In this instance the current represents the people who do not wish for their boats to be beat upon. The boat beaters know that, if you strike the boat repeatedly in the proper place, the boat will sink.

The Boat Beaters are nautical anarchists.

traditionalguy said...

I love words. Ergo: I love LaAlthouse. You are spoiling us.

Isn't Gatch the cuckolded husband who was run over by everybody in the book yet still loved his dead wife?

No time to look it up now,I have to go watch the NFL until midnight.

Basta! said...

Though the meaning that these are tardy tears, late in relation to the unnamed incident that provoked them, is likely primary, my first reading took "unpunctual" in the sense that the term is applied in grammar, that is, as the durative aspect of verbs. I.e. in "as he left the room, he was crying", the second verb is durative. Accordingly, I thought the point [hah] of the rather odd expression was that the tears were on-going.

I say Hah because punctual can also mean "in or of the nature of a point", so that one might additionally understand the tears as smeared, having lost their pointy teardrop shape.

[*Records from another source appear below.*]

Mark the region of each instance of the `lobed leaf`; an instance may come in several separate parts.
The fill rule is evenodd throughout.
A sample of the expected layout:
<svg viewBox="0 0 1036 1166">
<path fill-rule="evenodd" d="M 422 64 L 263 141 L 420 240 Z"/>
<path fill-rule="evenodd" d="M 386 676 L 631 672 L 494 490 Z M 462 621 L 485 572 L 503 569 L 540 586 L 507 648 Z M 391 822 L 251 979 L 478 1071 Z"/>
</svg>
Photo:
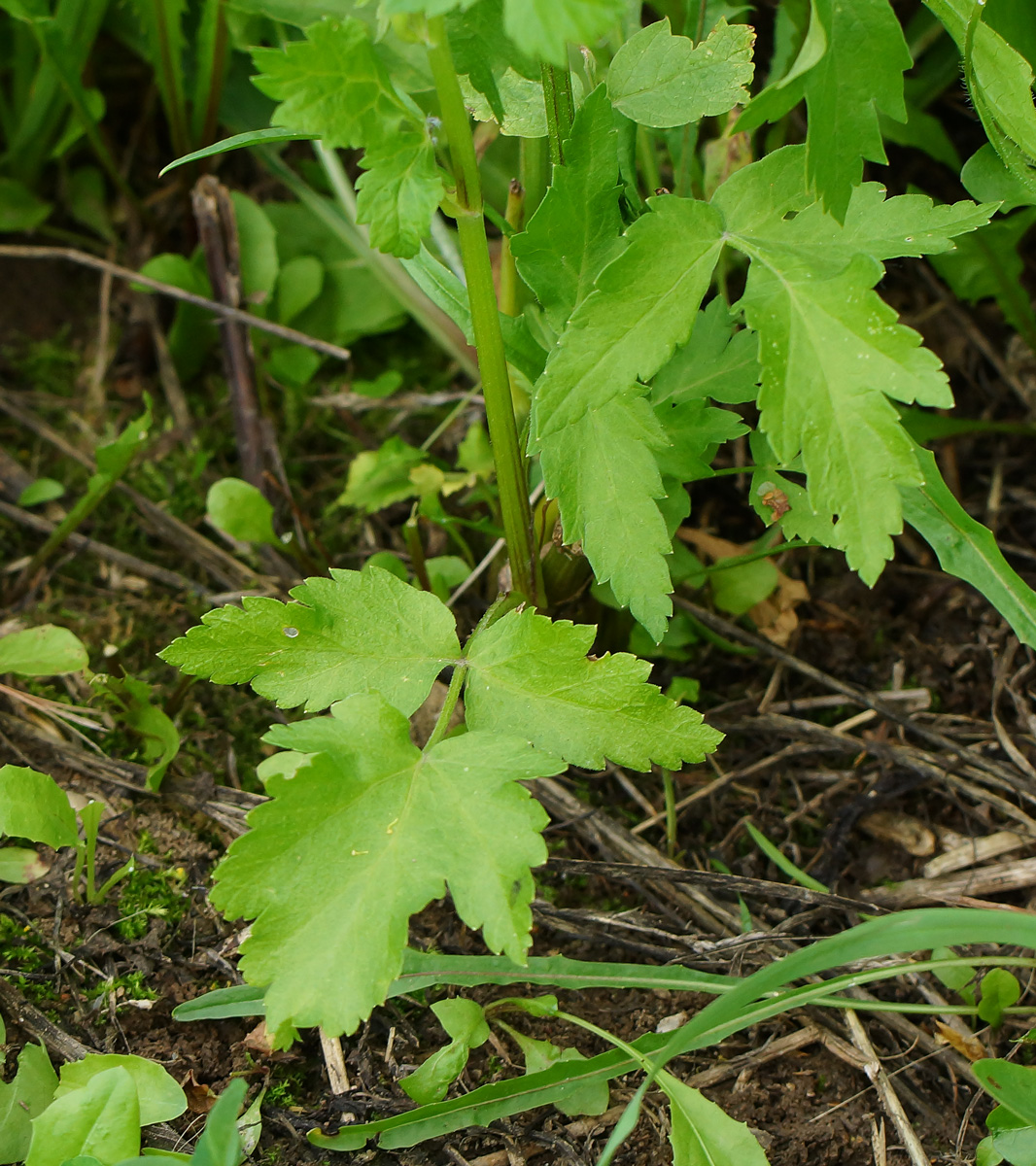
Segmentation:
<svg viewBox="0 0 1036 1166">
<path fill-rule="evenodd" d="M 566 541 L 582 542 L 597 581 L 659 640 L 672 611 L 670 542 L 654 504 L 663 487 L 653 449 L 664 437 L 639 381 L 687 340 L 722 227 L 705 203 L 658 197 L 649 206 L 547 359 L 530 447 Z"/>
<path fill-rule="evenodd" d="M 544 201 L 511 240 L 522 279 L 555 332 L 590 294 L 601 269 L 622 250 L 618 155 L 603 85 L 583 101 Z"/>
<path fill-rule="evenodd" d="M 604 759 L 634 770 L 700 761 L 722 735 L 646 683 L 651 666 L 626 653 L 590 660 L 596 628 L 511 611 L 468 646 L 464 689 L 474 730 L 516 733 L 572 765 Z"/>
<path fill-rule="evenodd" d="M 485 943 L 522 962 L 530 943 L 530 868 L 546 858 L 546 815 L 519 779 L 564 763 L 519 736 L 471 731 L 421 753 L 410 724 L 374 695 L 320 718 L 323 752 L 250 815 L 216 873 L 212 901 L 254 918 L 243 947 L 267 986 L 267 1024 L 352 1032 L 402 967 L 407 921 L 446 887 Z M 312 723 L 310 723 L 312 724 Z M 308 752 L 307 723 L 267 739 Z"/>
<path fill-rule="evenodd" d="M 448 609 L 379 567 L 331 570 L 290 595 L 217 607 L 160 655 L 216 684 L 251 683 L 280 708 L 377 691 L 406 716 L 460 656 Z"/>
<path fill-rule="evenodd" d="M 608 70 L 608 96 L 643 126 L 666 129 L 727 113 L 748 100 L 755 30 L 723 16 L 700 43 L 673 36 L 664 20 L 635 33 Z"/>
</svg>

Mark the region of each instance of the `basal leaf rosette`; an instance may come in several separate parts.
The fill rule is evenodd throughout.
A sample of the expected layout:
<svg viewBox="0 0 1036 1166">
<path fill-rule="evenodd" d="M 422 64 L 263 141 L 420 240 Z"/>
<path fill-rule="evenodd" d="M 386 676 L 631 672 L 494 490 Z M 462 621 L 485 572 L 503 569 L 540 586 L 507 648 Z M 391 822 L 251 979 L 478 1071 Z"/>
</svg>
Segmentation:
<svg viewBox="0 0 1036 1166">
<path fill-rule="evenodd" d="M 282 709 L 377 691 L 407 716 L 461 654 L 449 609 L 379 567 L 331 570 L 290 595 L 217 607 L 159 654 L 216 684 L 251 683 Z"/>
<path fill-rule="evenodd" d="M 212 894 L 229 918 L 254 918 L 242 970 L 267 989 L 281 1044 L 293 1026 L 355 1031 L 402 968 L 410 916 L 447 888 L 491 950 L 524 962 L 547 816 L 519 781 L 565 767 L 520 736 L 477 730 L 422 753 L 373 694 L 318 719 L 326 751 L 268 779 L 271 801 Z M 304 753 L 309 724 L 267 739 Z"/>
</svg>

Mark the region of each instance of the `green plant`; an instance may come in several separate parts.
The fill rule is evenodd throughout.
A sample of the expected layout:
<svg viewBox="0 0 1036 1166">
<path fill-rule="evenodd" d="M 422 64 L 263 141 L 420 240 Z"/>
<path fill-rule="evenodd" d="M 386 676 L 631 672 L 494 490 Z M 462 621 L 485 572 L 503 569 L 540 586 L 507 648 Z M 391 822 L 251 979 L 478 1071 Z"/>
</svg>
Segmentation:
<svg viewBox="0 0 1036 1166">
<path fill-rule="evenodd" d="M 42 1046 L 26 1045 L 14 1079 L 0 1083 L 0 1163 L 131 1166 L 158 1156 L 196 1166 L 238 1166 L 244 1152 L 237 1115 L 244 1095 L 243 1081 L 220 1095 L 194 1154 L 153 1150 L 141 1157 L 141 1128 L 187 1109 L 183 1090 L 160 1065 L 90 1053 L 63 1065 L 58 1076 Z"/>
<path fill-rule="evenodd" d="M 243 6 L 268 14 L 264 0 Z M 306 23 L 307 6 L 276 7 Z M 273 136 L 321 140 L 349 222 L 398 257 L 475 344 L 510 574 L 506 593 L 459 635 L 453 612 L 420 578 L 422 552 L 408 528 L 426 590 L 379 567 L 332 570 L 295 588 L 287 604 L 246 598 L 210 612 L 162 653 L 188 674 L 251 683 L 281 708 L 330 710 L 271 729 L 265 739 L 284 750 L 262 766 L 271 801 L 216 873 L 214 902 L 256 920 L 242 967 L 264 990 L 280 1044 L 298 1025 L 355 1030 L 406 967 L 410 916 L 447 887 L 492 951 L 524 963 L 531 870 L 546 850 L 545 815 L 519 782 L 606 759 L 672 770 L 716 747 L 719 735 L 696 712 L 646 682 L 645 662 L 589 656 L 596 628 L 552 611 L 592 571 L 600 602 L 629 609 L 652 641 L 663 640 L 672 539 L 690 511 L 685 486 L 712 476 L 720 444 L 749 433 L 723 406 L 757 412 L 751 500 L 774 533 L 712 569 L 728 573 L 714 586 L 718 602 L 741 612 L 772 586 L 766 555 L 778 529 L 790 546 L 845 552 L 874 583 L 905 519 L 947 571 L 1036 645 L 1036 597 L 953 498 L 894 403 L 949 407 L 947 378 L 874 290 L 887 260 L 951 252 L 954 238 L 986 227 L 1007 194 L 1036 204 L 1032 71 L 996 24 L 1014 9 L 991 6 L 987 19 L 971 0 L 928 3 L 930 40 L 944 36 L 942 23 L 992 143 L 963 175 L 987 201 L 937 205 L 861 181 L 864 159 L 884 160 L 882 126 L 909 117 L 911 54 L 888 0 L 783 3 L 770 77 L 750 100 L 752 29 L 712 19 L 705 3 L 666 7 L 693 36 L 674 33 L 668 19 L 642 28 L 637 12 L 612 0 L 383 0 L 378 13 L 391 20 L 376 23 L 370 8 L 357 8 L 254 54 L 257 84 L 279 103 Z M 593 49 L 576 68 L 569 41 Z M 803 99 L 802 143 L 751 161 L 747 140 L 732 153 L 723 129 L 699 148 L 702 119 L 741 106 L 736 133 L 775 122 L 779 143 Z M 522 231 L 514 202 L 504 213 L 487 202 L 468 107 L 522 138 L 530 188 Z M 918 136 L 926 125 L 915 118 Z M 267 149 L 273 136 L 262 129 L 201 153 Z M 540 201 L 532 191 L 544 139 L 553 169 Z M 939 148 L 930 126 L 928 140 Z M 727 152 L 722 164 L 709 152 L 715 141 Z M 364 152 L 355 190 L 337 147 Z M 440 231 L 436 243 L 438 209 L 455 220 L 455 241 Z M 487 217 L 506 237 L 503 262 L 514 264 L 502 280 L 504 312 Z M 454 245 L 463 281 L 450 267 Z M 524 310 L 512 315 L 519 301 Z M 516 392 L 523 384 L 527 416 Z M 386 443 L 350 476 L 344 500 L 374 508 L 407 497 L 397 491 L 414 484 L 420 461 L 420 450 Z M 548 500 L 534 512 L 533 461 Z M 552 538 L 555 517 L 567 550 Z M 676 555 L 673 563 L 681 578 L 694 577 L 693 563 Z M 419 749 L 408 717 L 444 669 L 448 695 Z M 450 730 L 462 696 L 463 728 Z M 519 1083 L 476 1090 L 477 1101 L 433 1101 L 442 1086 L 433 1067 L 414 1083 L 428 1102 L 414 1114 L 313 1140 L 355 1150 L 378 1133 L 384 1146 L 410 1145 L 642 1068 L 644 1088 L 657 1081 L 670 1097 L 678 1161 L 702 1159 L 695 1137 L 726 1136 L 735 1146 L 726 1160 L 749 1152 L 761 1160 L 714 1107 L 665 1073 L 668 1060 L 830 995 L 832 984 L 864 982 L 870 974 L 784 986 L 847 960 L 978 940 L 1031 946 L 1036 933 L 1028 923 L 1023 932 L 996 913 L 877 920 L 734 984 L 671 1037 L 586 1063 L 559 1060 Z M 1003 986 L 991 993 L 998 1017 Z M 477 1017 L 450 1012 L 452 1052 L 436 1063 L 452 1068 L 484 1032 Z M 629 1132 L 643 1093 L 602 1161 Z"/>
</svg>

Is Fitzgerald a writer who plays with multiple meanings of single words? I was so young when I read him, and he left so little impression on me then.

Indigo Red said...

Had a car once that insisted the door was, in fact, a jar.

Helenhightops said...

Ann and Meade, this is also a pun. The opening of the tear duct is the puncta.

Helenhightops said...

Maybe the best line about tears I can recall is from James Agee's "A Death in the Family", when the uncle, Andrew, is crying after his brother-in-law's funeral, and "The tears itched on his cheeks." It's perfect. Men have dry skin, and the tears do move around if they don't wipe them off because they don't want people to see, and they itch.

AlanKH said...

When I had to read Gatsby in high school, it bored the hell out of me, and thus I forgot most of the plot by test time. Is Gatsby one of those novels where you have to be an adult to appreciate?

BarryD said...
This comment has been removed by the author.
BarryD said...

This reminds me of a moving company where I used to live, Agape Movers.

Now of course, this referred to a New Testament Greek word. But, as read in English, it would describe movers who opened the door, took one look at the stuff you had in your house, and stood frozen with their mouths open in disgust.

Of course, that's what I immediately pictured.

tim in vermont said...

"Is Gatsby one of those novels where you have to be an adult to appreciate?"

Uhh.. no. But an appreciation of the possibilities of the English language would help.

Gee, too bad that a sentence chosen at random does not compare favorably with somebody's favorite passage from a person considered the foundational great writer of English.

Yeesh! If you don't like the Gatsby threads, don't read them.

AlanKH said...

Who says I don't like Gatsby threads? I simply asked a question and qualified it with my teenage experience.